Tirei férias. Longas e merecidas. Trabalhei tanto nos últimos meses que as coisas começaram a perder o sabor e isto é sempre um sinal de perigo, de modo que arrumei a mala e ganhei estrada, furei mundo, como me disse uma vez Tonho, no agreste de Pernambuco. Fui à cata de alguma nova magia, de ­algum novo interesse, porque às vezes a gente perde o rumo e resolve parar de chofre, como se a imobilidade pudesse resolver alguma coisa. Perdemos a direção e simplesmente nos deixamos ficar, à espera de alguma coisa da qual não fazemos a mais tênue ideia. É puxado! A insatisfação com um objetivo em mente é uma coisa, agora sentir-se insatisfeito, sem nenhuma concretude nos próprios desejos, é de levar qualquer um à loucura. Mover-se, nessas horas, costuma dar algum resultado. Sair é saudável. De modo que acabei num trem em direção à Hungria, na companhia de amigos, todos com os olhares perdidos na paisagem que ia se descortinando à passagem do comboio.

Há qualquer coisa cinematográfica nos trens que incita nossa imaginação. Há, nos vagões que cortam a cena, uma ideia de aventura que se sobrepõe à monotonia de uma longa viagem, ainda que as janelas hoje em dia sejam panorâmicas e a natureza tenha por costume quase sempre oferecer seu melhor. Eu resolvi olhar as pessoas, porque gosto de inventar histórias para elas, e fumei um cigarro na plataforma da estação de Tatabánya, tentando descobrir um olhar cúmplice, alguém que estivesse disposto a me contar alguma história, mas não fui correspondido em meus anseios. Aliás, à exceção dos empregados do hotel, não encontramos muita gente disposta a nos contar histórias tantas vezes ouvidas. Há uma urgência de futuro no Leste Europeu que ainda esbarra nos inchaços provocados pelos anos de socialismo soviético. Vinte anos não foram o bastante para arrancar do inconsciente coletivo a insegurança e o medo, após anos de estado totalitário.

Em Budapeste, eu tinha desistido da ideia de buscar gente e já estava me contentando em visitar apenas os palácios e museus (como diz um amigo meu, a gente acaba viajando para visitar a casa dos ricos), quando resolvemos ir a um banho público, que data do século XII e cujas águas termais têm ao que parece imenso ­poder de cura. Era domingo e as famílias banhavam-se unidas, aproveitando o feriado. Eu estava mergulhado numa piscina de águas muito quentes que cheiravam a enxofre, quando uma senhora muito clara desceu
as escadas, apoiada no corrimão, e veio sentar-se ao meu lado. E ela, que se chamava Jolán e tinha 78 anos, contou-me todas as histórias que eu queria ouvir, num inglês precioso (ela tinha sido tradutora toda a sua vida). Jolán enterrou seus sonhos de conhecer o mundo, porque sua geração saiu da guerra para o domínio soviético, de modo que ela achou melhor enterrar o sonho e esperar.
– Esperar o quê? – eu perguntei, preocupado com o excesso de tempo mergulhado naquelas águas.
– Que o pesadelo acabasse – ela me disse e, ato contínuo, levantou e ordenou que mudássemos de piscina.

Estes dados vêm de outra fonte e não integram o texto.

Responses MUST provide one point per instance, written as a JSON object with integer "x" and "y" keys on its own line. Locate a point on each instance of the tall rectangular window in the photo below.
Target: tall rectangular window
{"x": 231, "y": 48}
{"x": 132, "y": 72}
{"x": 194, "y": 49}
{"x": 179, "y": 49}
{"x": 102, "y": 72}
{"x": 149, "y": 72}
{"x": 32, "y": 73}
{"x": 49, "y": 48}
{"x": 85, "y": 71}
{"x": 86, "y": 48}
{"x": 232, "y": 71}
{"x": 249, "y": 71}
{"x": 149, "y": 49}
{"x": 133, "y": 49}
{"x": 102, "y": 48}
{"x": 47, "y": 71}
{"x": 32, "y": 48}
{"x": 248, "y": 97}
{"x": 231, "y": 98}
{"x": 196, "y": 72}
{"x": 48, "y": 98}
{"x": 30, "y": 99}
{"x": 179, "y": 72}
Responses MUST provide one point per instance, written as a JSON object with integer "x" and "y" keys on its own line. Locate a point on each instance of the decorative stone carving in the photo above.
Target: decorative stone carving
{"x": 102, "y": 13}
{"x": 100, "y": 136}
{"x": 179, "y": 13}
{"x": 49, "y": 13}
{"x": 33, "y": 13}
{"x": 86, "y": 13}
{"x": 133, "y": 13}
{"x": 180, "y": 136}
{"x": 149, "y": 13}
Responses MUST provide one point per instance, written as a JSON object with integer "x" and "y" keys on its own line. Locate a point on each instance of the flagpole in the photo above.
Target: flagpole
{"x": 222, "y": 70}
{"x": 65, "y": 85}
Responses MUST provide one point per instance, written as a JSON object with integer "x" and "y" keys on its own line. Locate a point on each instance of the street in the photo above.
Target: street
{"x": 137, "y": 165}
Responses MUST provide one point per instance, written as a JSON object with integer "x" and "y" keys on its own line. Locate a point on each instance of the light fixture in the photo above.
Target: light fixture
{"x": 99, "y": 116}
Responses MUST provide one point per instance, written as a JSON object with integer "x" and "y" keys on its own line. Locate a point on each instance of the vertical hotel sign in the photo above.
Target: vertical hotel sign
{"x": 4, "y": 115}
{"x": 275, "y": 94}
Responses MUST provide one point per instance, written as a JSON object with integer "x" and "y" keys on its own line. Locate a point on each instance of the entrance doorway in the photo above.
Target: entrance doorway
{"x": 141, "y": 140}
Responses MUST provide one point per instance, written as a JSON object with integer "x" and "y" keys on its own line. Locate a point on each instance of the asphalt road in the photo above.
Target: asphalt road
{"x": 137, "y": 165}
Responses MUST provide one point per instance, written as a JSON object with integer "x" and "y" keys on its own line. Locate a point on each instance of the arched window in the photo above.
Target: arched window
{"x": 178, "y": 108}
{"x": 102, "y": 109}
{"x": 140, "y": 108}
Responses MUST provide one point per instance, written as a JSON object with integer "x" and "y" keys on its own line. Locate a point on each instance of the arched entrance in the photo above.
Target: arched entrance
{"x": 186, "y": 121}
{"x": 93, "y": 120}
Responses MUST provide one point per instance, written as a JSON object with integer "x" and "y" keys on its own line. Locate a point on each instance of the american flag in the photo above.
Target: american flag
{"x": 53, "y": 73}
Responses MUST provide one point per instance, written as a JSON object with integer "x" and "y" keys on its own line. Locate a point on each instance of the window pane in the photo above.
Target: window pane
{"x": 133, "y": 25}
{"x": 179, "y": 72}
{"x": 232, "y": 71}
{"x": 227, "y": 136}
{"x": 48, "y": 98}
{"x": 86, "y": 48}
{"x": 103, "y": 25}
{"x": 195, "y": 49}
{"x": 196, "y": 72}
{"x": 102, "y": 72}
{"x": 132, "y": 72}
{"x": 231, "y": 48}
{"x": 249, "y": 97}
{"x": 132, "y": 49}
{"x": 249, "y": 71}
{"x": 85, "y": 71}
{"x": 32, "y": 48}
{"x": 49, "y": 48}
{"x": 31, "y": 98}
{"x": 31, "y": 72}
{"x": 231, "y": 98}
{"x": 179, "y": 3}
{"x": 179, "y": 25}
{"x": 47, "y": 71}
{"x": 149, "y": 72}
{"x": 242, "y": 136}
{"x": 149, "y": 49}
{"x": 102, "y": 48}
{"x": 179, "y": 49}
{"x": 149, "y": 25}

– E foi muito difícil esperar? – eu ainda perguntei, antes de segui-la para dentro de uma piscina gelada.
– Muito – ela me disse, e afundou nas águas glaciais. Depois, veio à tona e me sorriu. – Mas é sempre
difícil, não é?
Eu não respondi. Tomei coragem e afundei nas águas geladas. Nadei até o outro lado, tentando afugentar o frio, e depois, quando eu a procurei, ela já não estava mais onde eu a tinha deixado. Desaparecera no meio de tanta gente. Sem dúvida, cansou-se de esperar.